During the first half of the twenties century, it was widely believed that migraine pain had a vascular origin. This was based on several simple observations: The pulsating nature of the pain, the headache caused by vascular brain disease and by vasodilators and the therapeutic effect of vasoconstrictors such as ergotamine. Building on this Wolff ingeniously used available simple techniques and showed increased extracranial pulsations during migraine attack. Cerebral blood vessels did not cause the pain as intrathecal saline infusion to raise intracranial pressure did not affect the pain. He realized that the simple mechanical force of the modest dilatation would not be enough to fully explain the pain and hypothesized the leaking of a “headache stuff” around extracranial arteries [2]. In the general understanding and in textbooks the latter aspects were, however, forgotten. It became “common textbook knowledge” that migraine is due to spastic contraction of brain arteries that caused the aura symptoms followed by vasodilatation and increased blood flow causing the pain.

The first quantitative measurements of CBF seemed to confirm this. O`Brien used 133-Xenon (Xe) inhalation and one detector for each hemisphere [7]. He found no difference between hemispheres but decreased CBF during the aura and increased CBF during headache. Skinhøj and Paulson measured from 16 regions of a hemisphere and found rCBF to be decreased in the relevant area [7]. Skinhøj also found increased spinal fluid lactate suggesting ischemia [8]. The results were interpreted as supporting the vasospastic theory. Norris et al. [9] found such evidence in a single case and Mathew et al. [10] using the unprecise method of Xenon inhalation with stationary detectors found decreased flow during so called prodrome and increased flow during headache disregarding migraine type. In a meeting report Hachinski reported 5 cases studied during attack but results were varying [11] Finally, Hachinski et al. [12] using 254 detectors over one hemisphere reported three cases. In so called classic migraine, now migraine with aura, the vasospastic theory was supported. In so called common migraine, now migraine without aura, there was no decreased flow in this single case.

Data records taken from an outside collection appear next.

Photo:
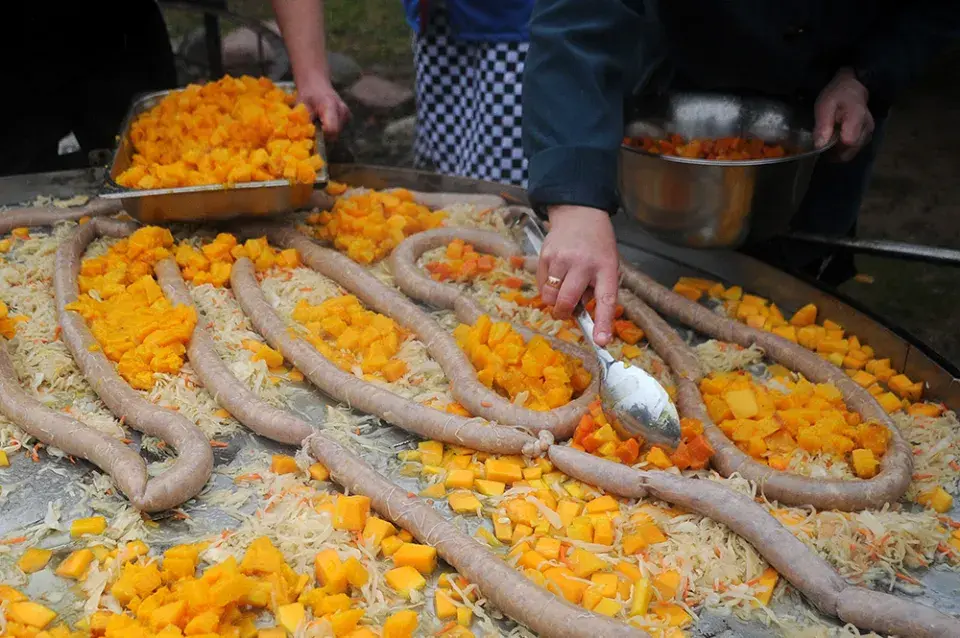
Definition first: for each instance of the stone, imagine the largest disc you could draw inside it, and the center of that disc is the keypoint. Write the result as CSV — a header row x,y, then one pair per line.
x,y
399,134
344,70
240,47
376,93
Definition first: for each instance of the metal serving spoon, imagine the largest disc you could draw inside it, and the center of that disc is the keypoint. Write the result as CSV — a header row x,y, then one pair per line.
x,y
632,396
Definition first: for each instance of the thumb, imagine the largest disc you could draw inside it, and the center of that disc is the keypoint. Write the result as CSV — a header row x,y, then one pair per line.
x,y
825,116
329,117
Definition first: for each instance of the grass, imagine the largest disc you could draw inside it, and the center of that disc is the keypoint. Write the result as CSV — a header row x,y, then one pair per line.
x,y
372,32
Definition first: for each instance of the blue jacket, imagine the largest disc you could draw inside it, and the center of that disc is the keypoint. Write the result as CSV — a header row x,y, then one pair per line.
x,y
478,20
587,56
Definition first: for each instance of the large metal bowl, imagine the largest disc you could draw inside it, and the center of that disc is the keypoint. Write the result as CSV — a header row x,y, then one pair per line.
x,y
713,203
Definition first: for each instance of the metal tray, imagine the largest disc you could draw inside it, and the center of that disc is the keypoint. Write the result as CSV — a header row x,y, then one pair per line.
x,y
28,488
202,203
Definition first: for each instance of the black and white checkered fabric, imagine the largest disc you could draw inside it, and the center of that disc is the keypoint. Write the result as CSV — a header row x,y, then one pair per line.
x,y
468,105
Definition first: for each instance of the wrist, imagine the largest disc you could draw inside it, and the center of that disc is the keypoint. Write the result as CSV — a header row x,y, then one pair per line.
x,y
314,75
564,214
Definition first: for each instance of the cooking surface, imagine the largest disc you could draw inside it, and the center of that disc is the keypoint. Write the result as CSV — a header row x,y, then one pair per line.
x,y
30,489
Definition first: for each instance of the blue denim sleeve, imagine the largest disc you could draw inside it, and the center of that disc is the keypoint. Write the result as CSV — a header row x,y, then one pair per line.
x,y
573,96
906,41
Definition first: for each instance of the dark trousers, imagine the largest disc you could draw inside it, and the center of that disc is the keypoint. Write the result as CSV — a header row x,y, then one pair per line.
x,y
75,67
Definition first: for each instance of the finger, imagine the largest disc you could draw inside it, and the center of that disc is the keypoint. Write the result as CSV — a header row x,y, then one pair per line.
x,y
344,112
605,291
558,268
825,116
571,291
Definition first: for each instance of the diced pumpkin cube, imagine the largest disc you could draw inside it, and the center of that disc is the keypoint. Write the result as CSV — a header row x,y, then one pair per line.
x,y
93,525
584,563
805,316
642,595
764,588
463,502
743,403
30,614
864,463
461,479
889,402
401,624
330,571
581,529
607,607
658,458
351,512
549,547
503,471
489,488
431,452
291,616
605,503
318,472
563,582
75,565
444,604
390,545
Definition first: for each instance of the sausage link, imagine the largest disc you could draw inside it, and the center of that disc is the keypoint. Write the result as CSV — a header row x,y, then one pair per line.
x,y
346,388
194,464
49,215
520,598
465,386
896,466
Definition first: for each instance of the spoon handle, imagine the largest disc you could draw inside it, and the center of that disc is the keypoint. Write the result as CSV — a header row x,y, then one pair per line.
x,y
586,325
534,236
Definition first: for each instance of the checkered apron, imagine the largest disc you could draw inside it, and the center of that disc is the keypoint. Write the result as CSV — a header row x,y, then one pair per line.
x,y
468,104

CBF in migraine with auraIctal studies

While using a newly developed equipment with 254 stationary detectors for routine measurement of rCBF in difficult neurological cases, some strange results were obtained in 6 patients. It turned out that their clinical features were compatible with migraine with aura [13]. The results were iconoclastic. There was an initial small are of increased perfusion in three patients followed during sequential measurements by low flow in all 6 patients. It started at the posterior pole of the brain and spread gradually forward for 15–45 min, a speed compatible with the animal experimental phenomenon cortical spreading depression (CSD). The changes did not respect territories of supply of major brain arteries. Functional activation by hand movement or visual stimulation was abolished in the hypo perfused area. It was concluded that the results contrasted with the vasospastic theory. Scrutinizing the literature then showed excellent studies demonstrating that arteriography both by direct arterial puncture and by catheterization triggered attacks of migraine aura symptoms in a third of the patients [14]. That was the reason why it had been possible to follow rCBF from the resting state and during the development of the aura. With this knowledge it became possible to plan studies more precisely (Fig. 1).

Fig. 1figure 1

rCBF measured repeatedly during development of an attack of migraine aura. Top left shows a normal flow distribution in the hemisphere but during successive measurements numbered in the figure a blue area at the posterior pole of the hemisphere appears and it expands gradually forward. These changes are very similar to changes during CSD shown schematically on the right side of the figure. Adapted from Lauritzen et al. [15]

Lauritzen et al. measured at shorter time intervals and were able to calculate the speed of spread of hypoperfusion to 2.2 mm but rather 3–4 mm taking cortical convolutions into account [15]. They also studied functional activation by hand movement and by changes in blood pressure and CO2 [16]. The former was intact, but the latter decreased. The main conclusion was that the rCBF changes were similar to changes observed during CSD. Later animal experiments showed that there is a prolonged period of low flow after CSD like seen during MA attack [17]. Friberg described three cases of hemiplegic migraine where reduced rCBF started in the frontal region [18]. Analyzing the shape of the clearance curves from the low flow area, he found that they were not smooth. He called it vascular instability. Unfortunately, the phenomenon has not subsequently been confirmed or further studied.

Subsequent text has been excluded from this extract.